XML to HTML conversions - OmniMark Sample

XML to HTML conversions

------

Creating HTML from XML

Conversion of XML information for web consumption is one of the most common uses of OmniMark. Some fundamental techniques include:

basic formatting;
explicit hypertext generation (such as handling XREF-style markup);
implicit hypertext generation (based on content);
linking based on structure (creating a table of contents);
linking based on implied structure (creating a secondary table of contents); and
chunking (the splitting of your XML data across a number of HTML files).

You can design your OmniMark program to process input regardless of whether it is contained in flat files (DTDs and instances), or is derived from more complex storage mechanisms (having the XML information split across multiple files, or split across database fields).

Sample programs

The following sections describe a series of sample programs designed to translate a "book" from XML into HTML in phases.
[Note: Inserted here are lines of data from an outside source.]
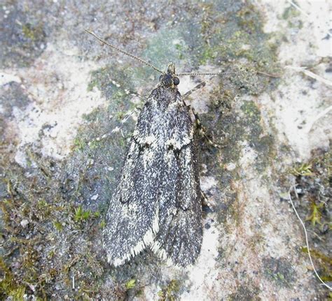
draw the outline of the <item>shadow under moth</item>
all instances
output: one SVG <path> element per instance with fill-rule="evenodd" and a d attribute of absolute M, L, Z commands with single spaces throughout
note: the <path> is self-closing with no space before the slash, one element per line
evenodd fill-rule
<path fill-rule="evenodd" d="M 103 232 L 107 260 L 120 265 L 146 248 L 169 263 L 193 264 L 202 239 L 202 192 L 190 108 L 172 63 L 141 110 Z"/>

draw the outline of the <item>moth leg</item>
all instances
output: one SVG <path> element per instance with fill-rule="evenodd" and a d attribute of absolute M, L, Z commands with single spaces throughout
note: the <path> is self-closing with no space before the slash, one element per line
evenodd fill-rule
<path fill-rule="evenodd" d="M 191 109 L 195 117 L 195 125 L 196 131 L 199 133 L 199 134 L 202 137 L 203 137 L 207 141 L 207 142 L 210 145 L 212 145 L 214 147 L 219 148 L 219 146 L 216 145 L 216 143 L 214 143 L 206 134 L 205 128 L 200 122 L 200 117 L 198 117 L 198 114 L 197 113 L 197 112 L 191 106 Z"/>

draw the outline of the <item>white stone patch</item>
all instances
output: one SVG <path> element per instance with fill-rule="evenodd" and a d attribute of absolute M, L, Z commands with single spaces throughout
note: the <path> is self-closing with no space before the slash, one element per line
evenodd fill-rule
<path fill-rule="evenodd" d="M 200 189 L 207 191 L 218 185 L 218 182 L 214 177 L 200 177 Z"/>
<path fill-rule="evenodd" d="M 0 86 L 8 84 L 11 82 L 15 82 L 20 84 L 22 80 L 18 76 L 16 76 L 13 74 L 0 72 Z"/>
<path fill-rule="evenodd" d="M 74 54 L 65 54 L 67 47 L 64 43 L 56 47 L 48 44 L 32 66 L 18 70 L 19 76 L 13 78 L 18 81 L 25 78 L 27 92 L 34 101 L 25 111 L 14 112 L 20 139 L 15 159 L 23 166 L 24 146 L 39 139 L 43 126 L 50 129 L 43 131 L 45 135 L 40 138 L 42 154 L 62 159 L 70 152 L 82 115 L 105 102 L 99 91 L 87 91 L 90 72 L 98 66 L 82 61 L 78 50 L 72 47 Z"/>
<path fill-rule="evenodd" d="M 204 229 L 203 242 L 200 256 L 195 265 L 188 267 L 188 280 L 186 286 L 190 286 L 190 291 L 181 295 L 181 300 L 207 300 L 207 293 L 214 289 L 219 270 L 216 268 L 218 256 L 219 231 L 212 224 L 209 229 Z"/>

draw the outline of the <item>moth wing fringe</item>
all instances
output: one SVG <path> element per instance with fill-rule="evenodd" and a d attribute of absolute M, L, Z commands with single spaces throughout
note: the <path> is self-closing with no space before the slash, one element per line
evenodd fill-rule
<path fill-rule="evenodd" d="M 155 235 L 159 232 L 159 206 L 156 206 L 155 216 L 152 223 L 152 227 L 146 231 L 143 238 L 139 240 L 136 245 L 132 247 L 129 252 L 123 255 L 120 258 L 111 259 L 109 255 L 107 255 L 107 262 L 113 264 L 115 267 L 122 265 L 130 258 L 141 253 L 147 247 L 150 246 L 153 242 Z"/>

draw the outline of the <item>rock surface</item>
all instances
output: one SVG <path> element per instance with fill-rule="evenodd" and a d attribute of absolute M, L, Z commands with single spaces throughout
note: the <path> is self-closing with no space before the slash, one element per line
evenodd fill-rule
<path fill-rule="evenodd" d="M 318 222 L 306 225 L 331 281 L 331 112 L 316 117 L 331 105 L 331 7 L 297 3 L 303 12 L 286 1 L 0 5 L 1 300 L 328 295 L 287 200 L 296 183 L 303 219 L 316 206 Z M 219 145 L 200 141 L 209 210 L 193 267 L 150 251 L 120 267 L 106 263 L 104 216 L 137 110 L 121 120 L 159 75 L 85 29 L 162 69 L 173 61 L 179 72 L 223 71 L 186 100 Z M 202 80 L 181 78 L 181 93 Z"/>

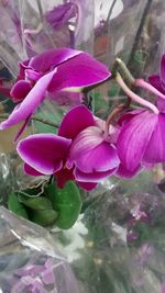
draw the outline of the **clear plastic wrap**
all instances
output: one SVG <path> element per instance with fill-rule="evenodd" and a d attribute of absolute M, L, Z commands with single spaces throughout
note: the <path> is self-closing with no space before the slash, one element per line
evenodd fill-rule
<path fill-rule="evenodd" d="M 62 9 L 62 1 L 12 1 L 12 10 L 9 10 L 7 2 L 0 2 L 3 3 L 1 13 L 6 14 L 4 22 L 8 22 L 9 18 L 10 24 L 12 21 L 14 37 L 7 37 L 6 42 L 4 35 L 10 33 L 10 26 L 3 25 L 0 42 L 6 42 L 7 47 L 0 50 L 0 57 L 13 75 L 16 74 L 19 59 L 52 46 L 68 44 L 75 44 L 76 48 L 89 53 L 94 49 L 95 56 L 110 67 L 116 57 L 120 57 L 135 77 L 147 79 L 148 75 L 158 71 L 160 57 L 165 50 L 163 0 L 96 0 L 95 31 L 92 1 L 89 4 L 88 1 L 79 0 L 80 11 L 84 12 L 74 40 L 68 31 L 73 30 L 73 26 L 66 27 L 64 23 L 61 23 L 61 26 L 56 18 L 52 22 L 52 11 L 56 5 Z M 15 16 L 13 18 L 13 9 L 16 15 L 20 15 L 19 26 Z M 65 7 L 61 12 L 65 21 L 73 16 L 70 7 Z M 47 20 L 44 26 L 41 26 L 42 15 Z M 111 106 L 123 99 L 123 93 L 113 81 L 99 87 L 94 95 L 94 111 L 103 119 L 108 116 Z M 56 122 L 59 123 L 65 109 L 59 110 L 56 105 L 54 109 Z M 54 109 L 48 102 L 42 106 L 41 113 L 52 121 Z M 38 123 L 34 126 L 34 132 L 41 131 Z M 29 183 L 23 177 L 21 166 L 12 172 L 14 167 L 11 162 L 12 157 L 7 159 L 4 155 L 1 156 L 2 203 L 6 203 L 7 194 L 14 184 L 18 188 L 18 184 L 24 187 Z M 111 178 L 102 182 L 95 192 L 81 192 L 81 215 L 72 229 L 52 230 L 56 246 L 70 262 L 82 292 L 165 292 L 164 178 L 162 166 L 129 181 Z M 15 217 L 12 221 L 15 223 Z M 43 232 L 45 233 L 42 229 Z M 29 244 L 33 244 L 33 239 Z M 46 261 L 43 266 L 45 263 Z M 4 277 L 7 278 L 0 274 L 0 278 Z M 67 275 L 65 278 L 67 280 Z M 13 282 L 13 279 L 11 281 Z M 75 283 L 74 280 L 72 282 Z M 76 293 L 76 290 L 77 288 L 70 289 L 69 292 Z"/>
<path fill-rule="evenodd" d="M 14 77 L 19 60 L 45 49 L 92 52 L 92 0 L 2 0 L 0 16 L 0 59 Z"/>
<path fill-rule="evenodd" d="M 157 168 L 132 180 L 105 181 L 86 198 L 75 226 L 54 234 L 85 292 L 164 292 L 165 184 L 161 178 L 164 171 Z"/>
<path fill-rule="evenodd" d="M 50 234 L 0 207 L 2 293 L 80 293 L 68 262 Z"/>

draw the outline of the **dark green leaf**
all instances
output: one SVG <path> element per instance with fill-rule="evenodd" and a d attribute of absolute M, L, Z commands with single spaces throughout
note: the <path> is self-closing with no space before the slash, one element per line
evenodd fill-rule
<path fill-rule="evenodd" d="M 53 210 L 52 203 L 48 199 L 44 196 L 38 196 L 38 198 L 28 198 L 28 196 L 22 196 L 21 195 L 21 202 L 32 209 L 32 210 L 37 210 L 37 211 L 44 211 L 44 210 Z"/>
<path fill-rule="evenodd" d="M 56 221 L 57 227 L 62 229 L 69 229 L 78 218 L 81 200 L 77 185 L 69 181 L 64 189 L 55 189 L 55 185 L 50 187 L 50 199 L 53 207 L 58 212 Z"/>

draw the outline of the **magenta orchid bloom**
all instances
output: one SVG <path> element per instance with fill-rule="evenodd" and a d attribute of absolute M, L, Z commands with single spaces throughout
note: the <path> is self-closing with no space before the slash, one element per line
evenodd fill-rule
<path fill-rule="evenodd" d="M 119 120 L 121 131 L 117 142 L 121 160 L 118 173 L 130 178 L 142 166 L 165 161 L 165 114 L 148 110 L 131 111 Z"/>
<path fill-rule="evenodd" d="M 165 94 L 165 54 L 163 54 L 160 66 L 160 74 L 148 77 L 150 83 L 156 88 L 160 92 Z M 165 100 L 158 97 L 158 109 L 165 111 Z"/>
<path fill-rule="evenodd" d="M 18 153 L 29 174 L 55 174 L 58 187 L 76 180 L 84 189 L 114 173 L 120 160 L 117 149 L 92 113 L 84 105 L 63 119 L 58 135 L 35 134 L 18 144 Z"/>
<path fill-rule="evenodd" d="M 81 92 L 85 87 L 99 83 L 111 76 L 105 65 L 87 53 L 69 48 L 52 49 L 20 64 L 20 76 L 11 89 L 11 97 L 20 102 L 0 129 L 24 121 L 46 95 L 56 100 L 63 91 Z"/>

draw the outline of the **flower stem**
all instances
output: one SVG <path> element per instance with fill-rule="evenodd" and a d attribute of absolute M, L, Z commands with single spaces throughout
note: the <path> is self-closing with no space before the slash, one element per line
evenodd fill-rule
<path fill-rule="evenodd" d="M 128 80 L 128 82 L 131 83 L 131 86 L 134 86 L 134 82 L 135 82 L 134 77 L 130 72 L 130 70 L 127 67 L 127 65 L 120 58 L 116 59 L 113 68 L 112 68 L 112 75 L 113 75 L 114 78 L 117 76 L 118 68 L 120 68 L 122 70 L 123 76 Z"/>
<path fill-rule="evenodd" d="M 134 102 L 151 109 L 155 114 L 160 113 L 158 109 L 154 104 L 150 103 L 148 101 L 143 100 L 140 95 L 138 95 L 132 90 L 130 90 L 130 88 L 124 83 L 119 72 L 117 72 L 116 75 L 116 81 L 121 87 L 121 89 L 124 91 L 124 93 L 127 93 L 127 95 L 129 95 Z"/>
<path fill-rule="evenodd" d="M 8 117 L 9 117 L 9 114 L 0 114 L 0 120 L 6 120 L 6 119 L 8 119 Z M 43 124 L 47 124 L 47 125 L 53 126 L 53 127 L 56 127 L 56 128 L 59 127 L 58 124 L 53 123 L 53 122 L 51 122 L 51 121 L 48 121 L 48 120 L 41 119 L 41 117 L 38 117 L 38 116 L 32 116 L 31 120 L 33 120 L 33 121 L 38 121 L 38 122 L 41 122 L 41 123 L 43 123 Z"/>
<path fill-rule="evenodd" d="M 158 91 L 157 89 L 155 89 L 151 83 L 146 82 L 144 79 L 140 78 L 140 79 L 135 79 L 135 83 L 136 87 L 141 87 L 143 89 L 148 90 L 150 92 L 158 95 L 162 99 L 165 99 L 165 94 L 163 94 L 161 91 Z"/>

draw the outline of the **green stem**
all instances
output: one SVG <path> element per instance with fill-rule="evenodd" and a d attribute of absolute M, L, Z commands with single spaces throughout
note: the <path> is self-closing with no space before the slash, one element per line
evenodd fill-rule
<path fill-rule="evenodd" d="M 116 78 L 117 72 L 118 72 L 118 68 L 122 70 L 123 72 L 123 77 L 128 80 L 128 82 L 131 86 L 134 86 L 135 83 L 135 79 L 132 76 L 132 74 L 130 72 L 129 68 L 127 67 L 127 65 L 120 59 L 117 58 L 112 68 L 112 76 Z"/>
<path fill-rule="evenodd" d="M 0 120 L 6 120 L 6 119 L 8 119 L 8 117 L 9 117 L 8 114 L 0 114 Z M 33 120 L 33 121 L 38 121 L 38 122 L 41 122 L 41 123 L 43 123 L 43 124 L 47 124 L 47 125 L 53 126 L 53 127 L 55 127 L 55 128 L 58 128 L 58 127 L 59 127 L 58 124 L 53 123 L 53 122 L 51 122 L 51 121 L 48 121 L 48 120 L 41 119 L 41 117 L 38 117 L 38 116 L 32 116 L 31 120 Z"/>

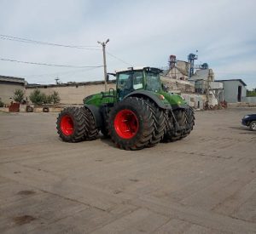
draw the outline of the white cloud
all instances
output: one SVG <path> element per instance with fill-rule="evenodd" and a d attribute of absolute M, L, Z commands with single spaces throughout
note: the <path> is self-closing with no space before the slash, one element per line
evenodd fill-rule
<path fill-rule="evenodd" d="M 107 49 L 134 65 L 163 66 L 169 54 L 186 60 L 199 50 L 199 60 L 214 70 L 241 72 L 251 82 L 255 64 L 256 23 L 253 0 L 241 1 L 7 1 L 0 15 L 0 34 L 66 44 L 97 45 L 110 38 Z M 248 44 L 248 42 L 250 43 Z M 70 65 L 99 65 L 101 51 L 30 45 L 0 40 L 3 58 Z M 241 63 L 239 62 L 241 57 Z M 221 67 L 225 61 L 224 67 Z M 241 66 L 234 66 L 241 64 Z M 3 75 L 49 74 L 58 71 L 63 82 L 102 77 L 102 69 L 61 74 L 70 69 L 0 61 Z M 109 71 L 126 66 L 108 55 Z M 239 68 L 239 69 L 238 69 Z M 248 70 L 247 70 L 248 69 Z M 234 72 L 234 73 L 236 73 Z M 217 72 L 216 72 L 217 73 Z M 52 76 L 29 82 L 54 82 Z M 246 80 L 247 82 L 247 80 Z M 248 83 L 248 82 L 247 82 Z"/>

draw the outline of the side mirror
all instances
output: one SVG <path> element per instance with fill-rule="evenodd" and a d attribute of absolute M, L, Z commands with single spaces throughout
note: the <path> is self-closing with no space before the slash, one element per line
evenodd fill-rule
<path fill-rule="evenodd" d="M 168 87 L 162 83 L 162 89 L 163 89 L 164 92 L 167 92 L 168 91 Z"/>

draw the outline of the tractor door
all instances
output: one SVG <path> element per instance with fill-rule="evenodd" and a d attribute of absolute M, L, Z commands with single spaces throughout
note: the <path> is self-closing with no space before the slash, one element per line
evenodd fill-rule
<path fill-rule="evenodd" d="M 136 89 L 143 88 L 143 71 L 126 71 L 117 76 L 118 100 L 121 100 L 125 96 Z"/>

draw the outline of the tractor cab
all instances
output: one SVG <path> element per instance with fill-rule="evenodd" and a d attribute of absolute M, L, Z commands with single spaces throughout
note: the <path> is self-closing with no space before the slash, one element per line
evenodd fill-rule
<path fill-rule="evenodd" d="M 160 69 L 152 67 L 128 68 L 116 71 L 117 96 L 121 100 L 130 93 L 144 89 L 152 92 L 161 90 Z"/>

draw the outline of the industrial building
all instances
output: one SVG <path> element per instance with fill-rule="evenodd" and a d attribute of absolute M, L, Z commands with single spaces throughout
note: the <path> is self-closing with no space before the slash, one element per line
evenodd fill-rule
<path fill-rule="evenodd" d="M 241 79 L 218 80 L 224 86 L 224 99 L 227 102 L 245 101 L 247 96 L 247 84 Z"/>
<path fill-rule="evenodd" d="M 218 105 L 248 102 L 255 99 L 246 97 L 246 83 L 241 79 L 214 80 L 214 72 L 207 63 L 195 65 L 197 55 L 189 54 L 188 61 L 177 60 L 170 55 L 169 66 L 164 70 L 161 81 L 170 93 L 181 94 L 195 108 L 202 109 L 206 103 Z M 108 82 L 108 88 L 114 88 L 115 81 Z M 26 91 L 25 99 L 29 100 L 31 93 L 36 88 L 45 94 L 57 91 L 61 104 L 82 104 L 85 96 L 104 90 L 104 82 L 82 82 L 49 85 L 27 84 L 24 78 L 0 76 L 0 98 L 5 104 L 11 102 L 15 89 Z"/>
<path fill-rule="evenodd" d="M 12 101 L 15 89 L 25 91 L 26 81 L 24 78 L 0 76 L 0 98 L 4 104 Z"/>

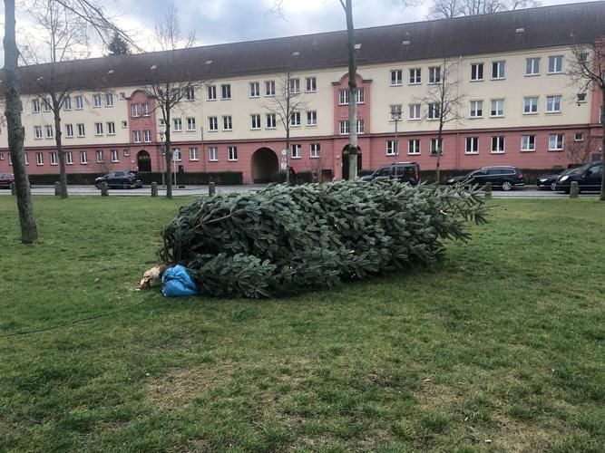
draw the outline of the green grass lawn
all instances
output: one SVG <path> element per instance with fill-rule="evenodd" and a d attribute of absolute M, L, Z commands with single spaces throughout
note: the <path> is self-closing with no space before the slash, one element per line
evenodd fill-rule
<path fill-rule="evenodd" d="M 0 451 L 602 451 L 605 204 L 497 200 L 431 269 L 135 291 L 183 199 L 0 197 Z M 140 304 L 144 301 L 143 304 Z"/>

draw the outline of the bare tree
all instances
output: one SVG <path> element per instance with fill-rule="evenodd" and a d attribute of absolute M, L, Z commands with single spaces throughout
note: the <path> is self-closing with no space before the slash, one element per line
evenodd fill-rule
<path fill-rule="evenodd" d="M 600 152 L 605 161 L 605 38 L 600 37 L 593 43 L 576 44 L 572 47 L 571 58 L 568 61 L 567 74 L 578 86 L 580 92 L 589 90 L 600 92 L 601 128 Z M 595 93 L 596 94 L 596 93 Z M 605 201 L 605 171 L 600 179 L 601 201 Z"/>
<path fill-rule="evenodd" d="M 21 122 L 21 99 L 17 73 L 19 51 L 15 36 L 15 0 L 5 0 L 5 92 L 8 148 L 15 172 L 17 210 L 21 226 L 21 242 L 33 244 L 38 240 L 38 228 L 34 217 L 32 192 L 27 178 L 24 153 L 24 130 Z"/>
<path fill-rule="evenodd" d="M 153 97 L 156 105 L 153 109 L 160 111 L 164 124 L 164 158 L 166 162 L 165 182 L 166 198 L 172 198 L 172 158 L 173 150 L 171 140 L 171 120 L 172 111 L 181 102 L 193 100 L 195 90 L 203 85 L 202 77 L 191 65 L 177 64 L 177 50 L 188 49 L 195 43 L 195 34 L 190 33 L 183 39 L 181 33 L 178 11 L 174 5 L 169 6 L 166 14 L 155 26 L 155 39 L 162 52 L 158 53 L 153 64 L 149 68 L 149 82 L 145 90 Z M 206 62 L 206 66 L 211 62 Z M 178 70 L 177 68 L 185 68 Z"/>
<path fill-rule="evenodd" d="M 448 122 L 462 119 L 460 112 L 464 94 L 459 90 L 459 63 L 444 59 L 443 66 L 433 69 L 429 74 L 433 80 L 426 94 L 420 98 L 428 106 L 426 119 L 438 121 L 437 142 L 434 152 L 436 154 L 435 180 L 440 181 L 440 161 L 443 149 L 444 126 Z"/>

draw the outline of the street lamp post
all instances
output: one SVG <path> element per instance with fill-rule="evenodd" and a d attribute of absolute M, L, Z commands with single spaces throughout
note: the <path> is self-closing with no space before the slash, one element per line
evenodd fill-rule
<path fill-rule="evenodd" d="M 397 138 L 397 123 L 401 120 L 401 104 L 391 106 L 391 119 L 395 121 L 395 149 L 393 156 L 395 159 L 395 178 L 397 178 L 397 158 L 399 157 L 399 140 Z"/>

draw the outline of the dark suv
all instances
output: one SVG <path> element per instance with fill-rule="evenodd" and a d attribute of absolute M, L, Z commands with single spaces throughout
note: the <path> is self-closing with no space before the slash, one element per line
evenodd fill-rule
<path fill-rule="evenodd" d="M 371 175 L 361 178 L 362 181 L 385 179 L 396 179 L 415 186 L 420 182 L 420 166 L 415 162 L 397 162 L 381 167 Z"/>
<path fill-rule="evenodd" d="M 571 182 L 577 181 L 580 190 L 600 190 L 603 162 L 596 161 L 568 170 L 557 178 L 555 188 L 570 193 Z"/>
<path fill-rule="evenodd" d="M 108 188 L 142 188 L 142 182 L 131 171 L 112 171 L 94 179 L 94 186 L 101 188 L 101 184 L 106 182 Z"/>
<path fill-rule="evenodd" d="M 450 186 L 457 183 L 484 186 L 488 182 L 491 182 L 493 187 L 502 188 L 503 190 L 511 190 L 514 187 L 525 185 L 523 174 L 519 169 L 503 165 L 483 167 L 471 171 L 468 175 L 456 176 L 447 180 Z"/>

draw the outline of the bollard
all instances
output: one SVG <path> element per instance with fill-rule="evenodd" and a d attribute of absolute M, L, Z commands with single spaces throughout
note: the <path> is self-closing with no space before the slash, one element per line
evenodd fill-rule
<path fill-rule="evenodd" d="M 578 181 L 571 181 L 571 188 L 570 188 L 570 198 L 577 198 L 580 193 L 580 187 Z"/>
<path fill-rule="evenodd" d="M 485 192 L 485 199 L 492 199 L 492 183 L 491 182 L 485 183 L 485 188 L 483 188 L 483 191 Z"/>

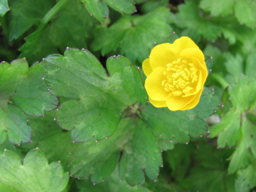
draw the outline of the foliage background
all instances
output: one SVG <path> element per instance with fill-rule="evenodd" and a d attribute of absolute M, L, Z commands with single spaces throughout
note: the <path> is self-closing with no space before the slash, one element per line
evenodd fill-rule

Each sample builds on the previous one, so that the final example contains a complete solution that implements all the described types of formatting and linking. The sample programs include:

format.xom. This program does simple formatting in HTML.
explink.xom. This program does the formatting, but also handles explicit links (for example, via <xref>).
implink.xom. This program creates links based on content information (implicit linking on part names).
expstruc.xom. This program makes a table of contents (links on explicit structure).
impstruc.xom. This program makes a second table of contents based on audience (links on implied structure).
chunk.xom. This program "chunks" the input into separate files.

Each of the sample programs can be run as follows:

    omnimark -s [sample-program].xom mart.xml -of [sample-output-file].htm

Basic formatting

Describing the basic mapping from XML to HTML in OmniMark is extremely simple and straightforward. This sample uses a book metaphor for the incoming information. (It also assumes the HTML information will be created in the same order as the XML information is stored). A series of element rules is all that is necessary to perform the basic formatting.

Here is a simple example of the OmniMark element rules used to process the book's glossary:

  element glossary
     output "%n%n<h2>Glossary</h2>%n%n" _
                "<ul>%n%c" _
                "</ul>%n"

  element term
     output "<li>%c:"

  element defn
     output " %c%n"

The respective element rules are "fired" as OmniMark processes the XML data. The rules fire in a nested fashion, just as the elements are nested in the XML document. So, the following XML data:

  <glossary>
  <term>trigger<defn>The thing that makes the thing shoot.
  <term>laser doohicky<defn>The part that shoots.
  <term>battery chamber<defn>The thing that holds the batteries.
  <term>handle<defn>The thing you hold.
  </glossary>

will be converted by OmniMark to the following HTML:

  <h2>Glossary</h2>

  <ul>
  <li>trigger: The thing that makes the thing shoot.
  <li>laser doohicky: The part that shoots.
  <li>battery chamber: The thing that holds the batteries.
  <li>handle: The thing you hold.

  </ul>

Sample Files

XML to HTML conversions: basic formatting
XML to HTML conversions: basic formatting HTML output

Explicit hypertext

Explicit links in XML are "hardcoded", and are directly translatable to HTML hypertext. However, note that using explict links in your XML can lead to many link management problems down the road. Hardcoded linking enforces navigation paths, and gives no meta information to any intelligent applications to do more interesting work.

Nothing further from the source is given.